Она поставила грязные башмаки около бюста и скрылась в кухне. Слышно было, как зажегся газ. Потом она вернулась и принялась раздевать Поля. Он ворчал, но не сопротивлялся. Когда нельзя было обойтись без его помощи, Элизабет говорила: «приподними голову», «приподними ногу»» или «Если будешь лежать, как покойник, мне рукав не стянуть».
По ходу дела она обшаривала карманы. Побросала на пол носовой платок в чернильных пятнах, пистоны, ириски с налипшими шерстяными катышками. Потом открыла один из ящиков комода и сложила туда остальное: маленькую руку из слоновой кости, агатовый шарик, колпачок от авторучки.
Это было сокровище. Сокровище, не поддающееся описанию: составлявшие его предметы были настолько оторваны от своего первоначального предназначения, исполнены столь символического смысла, что представлялись непосвященному лишь скопищем всякого хлама — английских ключей, флаконов из-под аспирина, алюминиевых колечек и бигуди.
Грелка была готова. Элизабет, ругаясь, откинула одеяло, расправила длинную ночную рубашку и содрала дневную, как шкурку с кролика. Ее грубости неизменно разбивались о тело Поля. От прелести его наворачивались слезы. Она укутала брата, подоткнула одеяло и завершила свои заботы прощальным «спи, придурок!». Потом, напряженно глядя в одну точку, сдвинув брови и высунув кончик языка, проделала очередной комплекс гимнастических упражнений.
За этим занятием застиг ее звонок в дверь. Звук был слабый: звонок обматывали тряпкой. Это пришел врач. Элизабет потащила его за шубу к постели больного и рассказала о случившемся.
— Оставь нас, Лиз. Принеси термометр и подожди в гостиной. Мне надо его послушать, а я не люблю, когда кругом ходят и смотрят.
Элизабет миновала столовую и вошла в гостиную. Там снег продолжал творить чудеса. Стоя за спинкой кресла, девочка оглядывала эту незнакомую комнату, зависшую в снегопаде. Отсветы противоположного тротуара ложились на потолок окнами тени и полутени, световым гипюром, по арабескам которого двигались уменьшенные силуэты прохожих.
Обманчивое впечатление, что комната висит в пустоте, усугубляла наледь, которая тихонько жила и изображала из себя неподвижный призрак между карнизом и полом. Время от времени проезжающий автомобиль все сметал широким черным лучом.

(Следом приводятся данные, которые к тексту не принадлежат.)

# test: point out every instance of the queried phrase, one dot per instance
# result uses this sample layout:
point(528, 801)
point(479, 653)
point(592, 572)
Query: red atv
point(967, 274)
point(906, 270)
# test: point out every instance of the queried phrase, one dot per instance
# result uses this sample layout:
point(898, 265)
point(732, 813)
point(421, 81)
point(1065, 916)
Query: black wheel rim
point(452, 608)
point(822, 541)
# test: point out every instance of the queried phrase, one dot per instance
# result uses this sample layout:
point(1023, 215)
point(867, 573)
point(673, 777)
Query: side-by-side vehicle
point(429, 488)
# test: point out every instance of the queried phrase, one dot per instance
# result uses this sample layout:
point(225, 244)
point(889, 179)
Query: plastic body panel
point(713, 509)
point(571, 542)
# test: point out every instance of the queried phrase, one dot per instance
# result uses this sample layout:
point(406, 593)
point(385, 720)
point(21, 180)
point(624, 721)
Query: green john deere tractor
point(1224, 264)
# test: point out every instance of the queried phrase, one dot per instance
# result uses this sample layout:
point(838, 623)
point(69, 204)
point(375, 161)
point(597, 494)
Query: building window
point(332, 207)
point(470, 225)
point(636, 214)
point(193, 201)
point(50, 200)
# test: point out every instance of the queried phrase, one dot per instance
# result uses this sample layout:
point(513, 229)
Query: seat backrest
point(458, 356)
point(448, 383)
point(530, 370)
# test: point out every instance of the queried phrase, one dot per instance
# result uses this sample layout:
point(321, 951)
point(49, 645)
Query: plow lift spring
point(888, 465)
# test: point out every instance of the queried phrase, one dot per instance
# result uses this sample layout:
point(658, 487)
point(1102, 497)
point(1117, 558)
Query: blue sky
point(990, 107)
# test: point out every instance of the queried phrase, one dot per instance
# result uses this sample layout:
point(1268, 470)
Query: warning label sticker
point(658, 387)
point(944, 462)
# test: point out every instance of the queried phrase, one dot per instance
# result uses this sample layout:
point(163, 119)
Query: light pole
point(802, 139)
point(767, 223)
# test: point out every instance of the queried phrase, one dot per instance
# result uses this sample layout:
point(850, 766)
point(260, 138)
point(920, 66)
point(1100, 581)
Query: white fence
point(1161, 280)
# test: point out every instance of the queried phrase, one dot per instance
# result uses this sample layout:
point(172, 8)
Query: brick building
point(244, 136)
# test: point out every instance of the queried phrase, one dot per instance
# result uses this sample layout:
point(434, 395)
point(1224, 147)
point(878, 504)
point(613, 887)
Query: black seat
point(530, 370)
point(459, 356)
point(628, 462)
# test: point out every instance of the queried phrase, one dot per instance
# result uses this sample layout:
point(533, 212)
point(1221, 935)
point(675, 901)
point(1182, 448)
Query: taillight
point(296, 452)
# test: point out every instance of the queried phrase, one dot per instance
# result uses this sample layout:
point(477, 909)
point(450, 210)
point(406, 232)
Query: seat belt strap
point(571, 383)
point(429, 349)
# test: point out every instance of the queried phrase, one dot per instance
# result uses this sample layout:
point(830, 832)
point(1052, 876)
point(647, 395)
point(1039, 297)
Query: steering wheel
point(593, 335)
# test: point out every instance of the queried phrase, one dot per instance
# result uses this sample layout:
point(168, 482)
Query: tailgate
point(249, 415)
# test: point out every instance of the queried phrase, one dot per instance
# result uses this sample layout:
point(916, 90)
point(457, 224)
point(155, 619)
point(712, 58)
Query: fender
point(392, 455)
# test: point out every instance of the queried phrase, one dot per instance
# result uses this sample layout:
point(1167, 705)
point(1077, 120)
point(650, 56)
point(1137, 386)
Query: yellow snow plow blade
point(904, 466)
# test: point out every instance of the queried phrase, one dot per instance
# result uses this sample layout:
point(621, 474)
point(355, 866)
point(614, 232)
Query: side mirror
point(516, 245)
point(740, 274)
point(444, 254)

Элизабет попробовала играть в Игру. Оказалось, что это невозможно. Сердце у нее колотилось. Для нее, как и для Жерара, последствия снежного боя перестали быть принадлежностью легенды. Врач возвращал их в суровый мир, где существует страх, где у людей поднимается температура и можно подхватить смерть. За какую-то секунду она успела представить парализованную мать, умирающего брата, суп, принесенный соседкой, холодное мясо, бананы и печенье, которые ешь, когда вздумается, дом без служанки, без любви.
Им с Полем случалось питаться одним ячменным сахаром и поедать его в кроватях, перебрасываясь оскорблениями и книжками. Ибо читали они всего несколько книг, всегда одни и те же, обжираясь ими до тошноты. Эта тошнота была одной из составляющих церемониала, который начинался с тщательной уборки постелей, где не должно было оставаться ни крошек, ни складок, переходил в дикую кучу-малу и завершался Игрой, которой, по-видимому, тошнота придавала большую свободу полета.
— Лиз!
Элизабет уже была далеко от печали, когда ее потревожил оклик доктора. Она открыла дверь.
— Так вот, — сказал он, — паниковать не стоит. Ничего страшного. Ничего страшного, но положение серьезное. Грудь у него всегда была слабая. Довольно было малейшего толчка. О возвращении в школу не может быть и речи. Покой, покой и еще раз покой. Очень глупо было с твоей стороны говорить, что он расшибся. Незачем тревожить вашу маму. Ты уже большая девочка; я на тебя надеюсь. Позови служанку.